Part of it is because I live a very simple life in Wellington. The fact I can use this iPad is worthy of an OBE. I haven’t owned a TV since the days they sat on cabinets and weighed more than your fridge. A microwave or dishwasher will never darken my doorstep.

I’m so used to doing things for myself without need for a car, machine, anything electronic, computerised or smarter than me.

So to find myself in the land where you can buy anything you ever imagined and are yet to imagine, full of things that think and act for you and anticipate your every move two days in advance, is at times overwhelming, fun, oh so tempting and downright scary. Have I broken it? Have I said/done the wrong thing? Have I offended someone?

Of course there’s only one solution to this. Practice makes perfect.
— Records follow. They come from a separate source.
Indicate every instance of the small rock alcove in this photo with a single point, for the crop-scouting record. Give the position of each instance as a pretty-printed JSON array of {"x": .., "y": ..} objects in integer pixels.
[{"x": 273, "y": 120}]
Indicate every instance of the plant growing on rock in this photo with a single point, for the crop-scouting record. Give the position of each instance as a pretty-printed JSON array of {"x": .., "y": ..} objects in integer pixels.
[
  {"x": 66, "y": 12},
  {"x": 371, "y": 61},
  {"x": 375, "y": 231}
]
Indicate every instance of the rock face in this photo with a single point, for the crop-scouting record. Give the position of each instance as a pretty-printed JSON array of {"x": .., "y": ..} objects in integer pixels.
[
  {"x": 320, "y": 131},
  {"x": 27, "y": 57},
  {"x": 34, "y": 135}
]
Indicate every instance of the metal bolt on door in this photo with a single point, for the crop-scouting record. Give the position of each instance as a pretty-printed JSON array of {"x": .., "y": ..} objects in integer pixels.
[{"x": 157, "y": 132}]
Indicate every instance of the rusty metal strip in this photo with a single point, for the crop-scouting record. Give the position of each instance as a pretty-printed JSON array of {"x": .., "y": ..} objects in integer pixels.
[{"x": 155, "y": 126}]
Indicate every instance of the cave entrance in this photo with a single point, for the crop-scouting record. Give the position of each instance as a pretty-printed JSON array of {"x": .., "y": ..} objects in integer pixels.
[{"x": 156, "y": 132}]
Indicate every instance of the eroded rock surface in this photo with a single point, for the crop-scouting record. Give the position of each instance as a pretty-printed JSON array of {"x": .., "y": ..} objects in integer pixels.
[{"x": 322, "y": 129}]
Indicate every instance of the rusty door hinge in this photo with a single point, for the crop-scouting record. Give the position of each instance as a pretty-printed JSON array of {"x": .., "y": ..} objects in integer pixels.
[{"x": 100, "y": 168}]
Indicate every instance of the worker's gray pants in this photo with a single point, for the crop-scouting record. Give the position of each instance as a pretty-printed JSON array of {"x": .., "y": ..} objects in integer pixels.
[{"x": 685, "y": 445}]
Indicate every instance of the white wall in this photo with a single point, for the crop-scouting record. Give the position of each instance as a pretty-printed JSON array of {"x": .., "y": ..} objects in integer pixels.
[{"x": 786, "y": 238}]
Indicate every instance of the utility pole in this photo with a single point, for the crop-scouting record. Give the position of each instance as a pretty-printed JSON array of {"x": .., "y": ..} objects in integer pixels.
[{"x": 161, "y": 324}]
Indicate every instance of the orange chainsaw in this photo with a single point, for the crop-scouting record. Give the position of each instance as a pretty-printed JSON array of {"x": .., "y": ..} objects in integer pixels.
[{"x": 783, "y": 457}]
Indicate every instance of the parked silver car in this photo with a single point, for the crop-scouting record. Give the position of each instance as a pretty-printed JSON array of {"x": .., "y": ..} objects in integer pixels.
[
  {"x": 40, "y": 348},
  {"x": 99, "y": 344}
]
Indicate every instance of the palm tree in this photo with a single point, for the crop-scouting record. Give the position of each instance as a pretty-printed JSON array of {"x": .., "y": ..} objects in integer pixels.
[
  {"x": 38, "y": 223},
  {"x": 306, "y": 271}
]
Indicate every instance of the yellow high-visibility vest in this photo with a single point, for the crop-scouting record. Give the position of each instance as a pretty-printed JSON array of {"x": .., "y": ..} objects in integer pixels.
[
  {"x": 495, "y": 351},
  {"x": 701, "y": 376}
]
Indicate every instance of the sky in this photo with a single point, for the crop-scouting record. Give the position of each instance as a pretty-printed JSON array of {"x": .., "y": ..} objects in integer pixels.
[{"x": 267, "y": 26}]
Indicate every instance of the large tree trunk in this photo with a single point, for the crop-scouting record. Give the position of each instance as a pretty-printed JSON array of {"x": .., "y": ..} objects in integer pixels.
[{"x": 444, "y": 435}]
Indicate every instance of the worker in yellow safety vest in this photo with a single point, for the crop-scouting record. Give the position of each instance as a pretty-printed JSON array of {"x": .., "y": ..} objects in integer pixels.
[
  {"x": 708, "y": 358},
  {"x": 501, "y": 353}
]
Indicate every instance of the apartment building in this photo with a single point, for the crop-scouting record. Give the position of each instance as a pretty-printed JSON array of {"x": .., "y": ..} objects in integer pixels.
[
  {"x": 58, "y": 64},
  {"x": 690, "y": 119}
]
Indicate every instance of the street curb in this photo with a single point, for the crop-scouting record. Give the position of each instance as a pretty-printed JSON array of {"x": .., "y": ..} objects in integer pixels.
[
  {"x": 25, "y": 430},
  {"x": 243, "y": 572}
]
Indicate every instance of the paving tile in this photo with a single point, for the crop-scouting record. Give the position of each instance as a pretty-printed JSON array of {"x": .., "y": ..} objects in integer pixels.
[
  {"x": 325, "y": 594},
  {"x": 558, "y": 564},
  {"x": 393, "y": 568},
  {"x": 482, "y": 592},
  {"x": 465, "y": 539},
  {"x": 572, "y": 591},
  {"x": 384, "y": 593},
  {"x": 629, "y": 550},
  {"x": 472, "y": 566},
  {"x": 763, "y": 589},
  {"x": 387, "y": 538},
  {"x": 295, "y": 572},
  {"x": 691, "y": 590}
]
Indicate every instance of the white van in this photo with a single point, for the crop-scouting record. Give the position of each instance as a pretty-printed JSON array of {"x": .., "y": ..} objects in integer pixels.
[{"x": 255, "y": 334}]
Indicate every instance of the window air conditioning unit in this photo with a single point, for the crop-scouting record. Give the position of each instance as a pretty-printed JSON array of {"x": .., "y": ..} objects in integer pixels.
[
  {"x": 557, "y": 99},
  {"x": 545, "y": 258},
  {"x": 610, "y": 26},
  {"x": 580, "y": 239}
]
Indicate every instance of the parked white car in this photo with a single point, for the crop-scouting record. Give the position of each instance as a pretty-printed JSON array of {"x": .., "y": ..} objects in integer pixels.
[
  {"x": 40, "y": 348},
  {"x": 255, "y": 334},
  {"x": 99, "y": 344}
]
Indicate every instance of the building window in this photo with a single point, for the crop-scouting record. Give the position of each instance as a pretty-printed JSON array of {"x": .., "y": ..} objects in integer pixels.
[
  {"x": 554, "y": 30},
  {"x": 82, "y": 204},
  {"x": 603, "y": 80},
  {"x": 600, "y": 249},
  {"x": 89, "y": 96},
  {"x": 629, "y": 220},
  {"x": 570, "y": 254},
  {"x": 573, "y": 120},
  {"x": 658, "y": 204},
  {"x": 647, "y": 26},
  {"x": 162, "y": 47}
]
So I need to move here.

If I could make a cake (if I could turn the oven on first) of:

  • 2 cups of NZ’s work-life balance and welfare system
  • 1/2 cup of southern sunshine
  • 6 tonnes of biscuits, chicken fried steak and gumbo
  • 3 cups of Chicago’s architecture, style and class
  • 4 cups of southern hospitality
  • 12 stones of a wealthy, absent bloke to pay for the whole thing, and do my tax returns.

Then I’ll be as happy as Larry. But not Larry King ‘cause look what happened to him.

We called into The Villages sales office. Where ‘office’ is defined as a palatial mansion with more Tiffany light shades, crystal bowls and unused rooms than I’ve ever seen in my life. Here I am in the parlour.

Tomorrow we’re going on a sales pitch tour round The Villages in an old tram. If you all chip in $80,000 (tax free!) I’ll buy you a pad here. Scrap among yourselves who gets to use it when. I’ll be down the road in a much flasher house, without my wealthy, absent husband.